Ces révélations ont été étayées par les confidences d’un membre du cabinet de monsieur Aubin Minaku, président du Parlement. Ce haut cadre a confirmé que le Rwanda est rassuré que les 300 députés congolais à qui on a formellement garanti une prime de 100.000 dollars et une jeep Prado ont promis de soutenir le projet de la révision des frontières. Selon les termes de ce projet, Goma et tout l’Est de la RDC, y compris l’Ituri, devront revenir au Rwanda et à l’Ouganda. Ce proche de Minaku a livré certains détails précis : les 11 juillet 2013 en Afrique du sud, 24 octobre 2013 en Angola et 14 janvier 2014 en Angola, Mme Zuma et les présidents Kagame, Kabila et Dos Santos se sont réunis à cet effet. L’une des principales missions confiées à Mme Zuma à la tete de l’UA a été d’examiner les voies et moyens d’initier ce dossier délicat de la révision des frontières de la RDC.

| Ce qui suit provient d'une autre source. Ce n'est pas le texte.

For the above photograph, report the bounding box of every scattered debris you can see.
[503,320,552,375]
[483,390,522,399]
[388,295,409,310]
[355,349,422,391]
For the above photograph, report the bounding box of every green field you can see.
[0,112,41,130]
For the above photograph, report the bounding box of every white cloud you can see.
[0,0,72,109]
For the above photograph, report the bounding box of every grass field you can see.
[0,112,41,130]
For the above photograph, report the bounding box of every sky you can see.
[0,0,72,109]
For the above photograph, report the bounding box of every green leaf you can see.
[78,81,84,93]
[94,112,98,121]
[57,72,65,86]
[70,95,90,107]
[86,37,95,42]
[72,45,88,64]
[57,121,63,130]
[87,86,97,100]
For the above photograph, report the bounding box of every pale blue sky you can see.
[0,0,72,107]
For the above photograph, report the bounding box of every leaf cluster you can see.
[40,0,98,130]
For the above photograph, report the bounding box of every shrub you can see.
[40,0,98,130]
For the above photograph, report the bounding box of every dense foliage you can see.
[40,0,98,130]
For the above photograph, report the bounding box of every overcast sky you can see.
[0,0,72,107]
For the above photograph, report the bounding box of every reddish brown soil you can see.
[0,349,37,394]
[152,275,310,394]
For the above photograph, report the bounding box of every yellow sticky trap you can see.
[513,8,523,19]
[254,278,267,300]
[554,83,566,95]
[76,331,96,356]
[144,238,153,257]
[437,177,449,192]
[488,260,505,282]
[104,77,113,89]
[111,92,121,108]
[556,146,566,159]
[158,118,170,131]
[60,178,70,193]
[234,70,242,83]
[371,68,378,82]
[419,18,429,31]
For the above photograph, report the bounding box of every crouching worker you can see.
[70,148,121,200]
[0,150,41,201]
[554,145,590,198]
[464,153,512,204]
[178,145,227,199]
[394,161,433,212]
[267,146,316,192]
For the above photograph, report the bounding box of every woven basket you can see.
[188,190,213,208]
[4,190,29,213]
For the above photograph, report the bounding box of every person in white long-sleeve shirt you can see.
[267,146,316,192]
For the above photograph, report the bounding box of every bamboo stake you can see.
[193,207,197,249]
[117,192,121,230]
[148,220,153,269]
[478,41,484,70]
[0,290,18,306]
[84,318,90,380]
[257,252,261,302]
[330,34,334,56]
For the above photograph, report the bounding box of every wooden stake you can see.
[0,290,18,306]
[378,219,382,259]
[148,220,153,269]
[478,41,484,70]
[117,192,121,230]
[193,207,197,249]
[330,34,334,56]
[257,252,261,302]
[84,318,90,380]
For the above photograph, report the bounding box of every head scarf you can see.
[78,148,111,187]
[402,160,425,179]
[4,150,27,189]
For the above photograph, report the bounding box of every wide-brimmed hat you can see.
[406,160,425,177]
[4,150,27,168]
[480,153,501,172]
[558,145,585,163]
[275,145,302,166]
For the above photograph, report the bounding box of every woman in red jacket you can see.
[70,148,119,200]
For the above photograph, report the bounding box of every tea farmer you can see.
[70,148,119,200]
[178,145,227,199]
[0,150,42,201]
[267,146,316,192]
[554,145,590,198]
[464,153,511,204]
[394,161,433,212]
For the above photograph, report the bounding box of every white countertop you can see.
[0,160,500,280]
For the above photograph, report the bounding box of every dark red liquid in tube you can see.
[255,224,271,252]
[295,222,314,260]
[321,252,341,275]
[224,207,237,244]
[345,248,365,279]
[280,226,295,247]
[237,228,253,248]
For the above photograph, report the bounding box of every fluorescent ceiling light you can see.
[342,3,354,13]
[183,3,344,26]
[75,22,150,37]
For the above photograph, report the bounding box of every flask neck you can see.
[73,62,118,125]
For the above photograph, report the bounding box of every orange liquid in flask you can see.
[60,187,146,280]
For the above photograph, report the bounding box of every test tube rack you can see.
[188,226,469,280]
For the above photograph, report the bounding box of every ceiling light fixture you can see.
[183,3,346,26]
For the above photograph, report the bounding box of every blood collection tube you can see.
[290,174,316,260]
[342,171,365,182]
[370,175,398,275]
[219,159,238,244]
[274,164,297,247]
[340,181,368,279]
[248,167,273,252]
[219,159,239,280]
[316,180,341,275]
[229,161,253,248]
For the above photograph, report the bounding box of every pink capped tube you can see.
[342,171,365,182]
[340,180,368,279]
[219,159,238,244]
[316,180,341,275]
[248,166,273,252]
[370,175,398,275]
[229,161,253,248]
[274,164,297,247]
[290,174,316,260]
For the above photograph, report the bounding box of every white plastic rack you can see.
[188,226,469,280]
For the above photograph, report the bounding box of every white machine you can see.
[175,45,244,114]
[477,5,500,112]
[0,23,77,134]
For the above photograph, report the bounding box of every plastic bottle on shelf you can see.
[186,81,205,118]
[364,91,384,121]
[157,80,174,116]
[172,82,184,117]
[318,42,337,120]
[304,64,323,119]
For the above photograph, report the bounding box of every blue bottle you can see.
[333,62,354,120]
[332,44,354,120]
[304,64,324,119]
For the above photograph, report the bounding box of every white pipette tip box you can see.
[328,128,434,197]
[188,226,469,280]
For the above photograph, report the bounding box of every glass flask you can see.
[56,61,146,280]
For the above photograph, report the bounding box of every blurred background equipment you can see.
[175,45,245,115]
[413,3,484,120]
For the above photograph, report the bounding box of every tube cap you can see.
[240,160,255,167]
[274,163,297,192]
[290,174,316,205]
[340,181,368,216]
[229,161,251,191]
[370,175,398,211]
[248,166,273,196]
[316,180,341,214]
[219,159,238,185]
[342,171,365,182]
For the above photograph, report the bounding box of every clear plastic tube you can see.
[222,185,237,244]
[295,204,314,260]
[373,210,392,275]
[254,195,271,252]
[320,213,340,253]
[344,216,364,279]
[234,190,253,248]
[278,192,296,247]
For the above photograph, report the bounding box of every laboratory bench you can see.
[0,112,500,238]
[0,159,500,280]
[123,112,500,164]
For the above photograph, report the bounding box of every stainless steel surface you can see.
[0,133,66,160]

Et selon les autres précisions fournis pas ce proche du président du Parlement congolais, ce sont des multinationales qui envoient à Kigali l’argent destiné à la corruption aux députés congolais. Et un dossier relatif à la révision des frontières congolaises est en passe d’être envoyé au Parlement congolais et devra être avalisé par les 335 députés sur les 500 qui constituent toute l’Assemblée nationale dont la véritable patronne s’avère être Janet Kabila et non Minaku qui n’est qu’une simple marionnette des Tutsi. Les sud africains soutiennent ce projet rwandais de balkanisation pour garantir leurs intérêts et empêcher l’émergence et le développement de la RDC qui s’avère être un sérieux concurrent dans la sous région et même en Afrique !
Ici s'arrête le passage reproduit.